Information about the artwork :
Photo series / artist book by Fabian Hammerl, with a text by Christopher Sand-Iversen, 2020
Newspaper shreds used to caulk the cracks in the wooden walls of an Omihachiman house were the starting point for this series. One of those torn newspaper strips had the German words ‘Die Kultur’ printed on it in Gothic type and must have been glued there in the 1930s.
This unexpected find of historic German traces in an old house in a Japanese village initiated a reflection on how information is forwarded over time, the various transitions and alterations of intended meanings, and the role of the photographic image in formulating narratives of ‘truth’.
It resulted in a composition of 16 photographs around the one I had taken in the house, each containing its own set of information and assigned codes left accidentally or on purpose.
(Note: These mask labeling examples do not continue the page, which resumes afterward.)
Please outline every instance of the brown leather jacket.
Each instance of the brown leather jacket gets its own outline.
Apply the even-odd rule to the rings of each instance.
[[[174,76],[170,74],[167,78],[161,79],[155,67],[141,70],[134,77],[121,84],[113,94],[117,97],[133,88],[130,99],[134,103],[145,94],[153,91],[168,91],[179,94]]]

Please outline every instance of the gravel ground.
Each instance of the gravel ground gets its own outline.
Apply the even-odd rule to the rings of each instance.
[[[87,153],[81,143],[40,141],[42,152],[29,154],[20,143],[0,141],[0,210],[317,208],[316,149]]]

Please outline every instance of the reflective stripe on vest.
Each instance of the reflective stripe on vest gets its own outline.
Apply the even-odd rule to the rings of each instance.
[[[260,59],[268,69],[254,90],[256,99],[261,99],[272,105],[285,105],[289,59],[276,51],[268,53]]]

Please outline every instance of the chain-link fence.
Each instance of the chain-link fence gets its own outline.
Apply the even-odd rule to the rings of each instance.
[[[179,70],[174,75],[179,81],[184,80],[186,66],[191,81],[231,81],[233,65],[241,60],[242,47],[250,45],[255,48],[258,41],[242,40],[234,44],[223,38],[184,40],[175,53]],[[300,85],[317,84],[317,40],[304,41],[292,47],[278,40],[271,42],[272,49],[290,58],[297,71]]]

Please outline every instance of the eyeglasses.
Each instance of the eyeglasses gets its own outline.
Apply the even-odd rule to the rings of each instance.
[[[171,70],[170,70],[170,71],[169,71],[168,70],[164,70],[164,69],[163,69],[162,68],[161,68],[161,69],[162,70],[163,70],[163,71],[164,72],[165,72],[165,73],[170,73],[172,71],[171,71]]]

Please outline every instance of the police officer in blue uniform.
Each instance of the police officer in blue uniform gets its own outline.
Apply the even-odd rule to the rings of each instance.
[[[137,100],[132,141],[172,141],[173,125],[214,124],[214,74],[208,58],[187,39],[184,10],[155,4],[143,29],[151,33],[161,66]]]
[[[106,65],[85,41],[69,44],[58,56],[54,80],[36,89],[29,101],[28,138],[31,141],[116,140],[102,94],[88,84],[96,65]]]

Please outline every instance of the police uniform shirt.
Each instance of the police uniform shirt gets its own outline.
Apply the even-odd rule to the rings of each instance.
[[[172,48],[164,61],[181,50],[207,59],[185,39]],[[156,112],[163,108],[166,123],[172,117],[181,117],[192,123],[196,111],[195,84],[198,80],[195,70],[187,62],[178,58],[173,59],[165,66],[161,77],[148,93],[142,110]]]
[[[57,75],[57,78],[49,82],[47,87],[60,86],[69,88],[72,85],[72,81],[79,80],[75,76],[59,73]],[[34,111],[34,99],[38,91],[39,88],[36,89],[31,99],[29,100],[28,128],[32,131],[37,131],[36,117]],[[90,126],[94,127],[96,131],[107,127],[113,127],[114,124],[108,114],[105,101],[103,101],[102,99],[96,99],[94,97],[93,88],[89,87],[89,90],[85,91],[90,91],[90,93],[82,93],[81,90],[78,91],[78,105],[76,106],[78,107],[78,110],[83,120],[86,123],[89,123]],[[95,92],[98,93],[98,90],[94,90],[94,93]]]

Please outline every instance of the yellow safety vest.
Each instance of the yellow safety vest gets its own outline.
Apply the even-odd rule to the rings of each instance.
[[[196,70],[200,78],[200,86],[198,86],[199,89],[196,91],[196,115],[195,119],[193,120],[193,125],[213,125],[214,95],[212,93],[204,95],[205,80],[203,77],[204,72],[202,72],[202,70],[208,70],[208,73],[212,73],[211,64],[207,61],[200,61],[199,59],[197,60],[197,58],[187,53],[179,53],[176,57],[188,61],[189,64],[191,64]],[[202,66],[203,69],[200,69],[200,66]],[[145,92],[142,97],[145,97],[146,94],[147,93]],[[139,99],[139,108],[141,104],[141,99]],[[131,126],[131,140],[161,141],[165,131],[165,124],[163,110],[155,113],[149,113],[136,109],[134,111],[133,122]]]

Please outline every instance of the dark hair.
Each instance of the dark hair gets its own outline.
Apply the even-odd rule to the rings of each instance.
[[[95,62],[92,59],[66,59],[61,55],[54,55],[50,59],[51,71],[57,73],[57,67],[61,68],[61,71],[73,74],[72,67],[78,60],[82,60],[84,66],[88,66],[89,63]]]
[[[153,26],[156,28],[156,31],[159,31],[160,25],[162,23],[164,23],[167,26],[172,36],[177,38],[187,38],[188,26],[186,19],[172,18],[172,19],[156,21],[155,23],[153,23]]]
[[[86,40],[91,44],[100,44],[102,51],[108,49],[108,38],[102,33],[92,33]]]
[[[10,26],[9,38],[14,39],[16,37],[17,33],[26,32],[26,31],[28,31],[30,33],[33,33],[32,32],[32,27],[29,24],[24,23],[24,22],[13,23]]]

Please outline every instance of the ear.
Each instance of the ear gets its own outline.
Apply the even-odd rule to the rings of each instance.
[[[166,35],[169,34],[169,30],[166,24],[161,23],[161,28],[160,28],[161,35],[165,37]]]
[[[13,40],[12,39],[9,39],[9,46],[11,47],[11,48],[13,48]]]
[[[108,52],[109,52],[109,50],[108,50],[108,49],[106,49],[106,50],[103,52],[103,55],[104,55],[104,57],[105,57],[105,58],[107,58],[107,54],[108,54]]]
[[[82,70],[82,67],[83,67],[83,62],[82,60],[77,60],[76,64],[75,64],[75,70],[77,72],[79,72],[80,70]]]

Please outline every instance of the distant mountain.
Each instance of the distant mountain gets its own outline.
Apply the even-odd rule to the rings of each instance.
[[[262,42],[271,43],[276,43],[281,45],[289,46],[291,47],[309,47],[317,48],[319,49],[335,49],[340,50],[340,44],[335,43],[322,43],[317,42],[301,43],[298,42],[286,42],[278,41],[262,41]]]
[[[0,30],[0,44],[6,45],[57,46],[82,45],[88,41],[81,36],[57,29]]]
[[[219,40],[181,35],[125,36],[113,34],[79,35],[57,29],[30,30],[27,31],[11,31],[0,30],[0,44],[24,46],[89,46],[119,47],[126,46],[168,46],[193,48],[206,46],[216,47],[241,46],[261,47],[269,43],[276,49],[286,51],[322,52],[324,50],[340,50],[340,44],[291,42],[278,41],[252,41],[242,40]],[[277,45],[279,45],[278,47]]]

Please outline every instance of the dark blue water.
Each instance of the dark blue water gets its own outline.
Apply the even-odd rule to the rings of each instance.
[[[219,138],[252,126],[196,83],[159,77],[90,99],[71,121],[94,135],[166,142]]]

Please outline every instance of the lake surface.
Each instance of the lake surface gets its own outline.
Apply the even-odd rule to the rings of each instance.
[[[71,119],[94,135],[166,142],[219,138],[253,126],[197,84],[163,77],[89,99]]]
All photographs were taken in Japan over a span of six years, from 2013 to 2019.
The resulting artist book was hand-bound and self-published in an edition of 10.
Realation to Open Call:
While working on the layout of the book and looking for a title for the series, I stumbled upon the term ‘perambulation’. Today it is mostly used to describe a casual stroll, but in its original meaning it refers to the custom of pacing off the boundaries of a parish to re-establish the knowledge of its exact boundary line, long before maps or satellites would provide more precise and reliable information.
Taking long and aimless strolls, getting lost, neglecting boundaries and trying to open myself for the emotive features of my surrounding is the base of my photographic practice, and when putting together photographic series I often mix images, de-and re-contextualise, avoiding spatial or temporary consistency. On the other hand, the documentary aspect inherent to photography is hard to avoid. Reading images inevitably leads to the creation of narratives, and depicted spaces are transformed into an imaginary map in the viewer’s mind. Photographs become boundary markers of a territory to be defined by context.
The title ‘A House in Omihachiman: Sixteen Perambulations‘ suggests that the series comprises photographs taken during walks in the vicinity of the house, and even for me it is impossible not to think up paths leading from one image to another and start drawing a mental map describing the alleged constellation between the 16 places while flipping through the book.
Photography contributes to the idea of the world as a (virtually) accessible, describable and measurable place. This work adds to that concept, as it is documenting space and making observations that can be read as cartographic. But with its fictitious approach and invented narratives this series strives to sow doubt about the truth value of photographic images as a reliable mapping tool.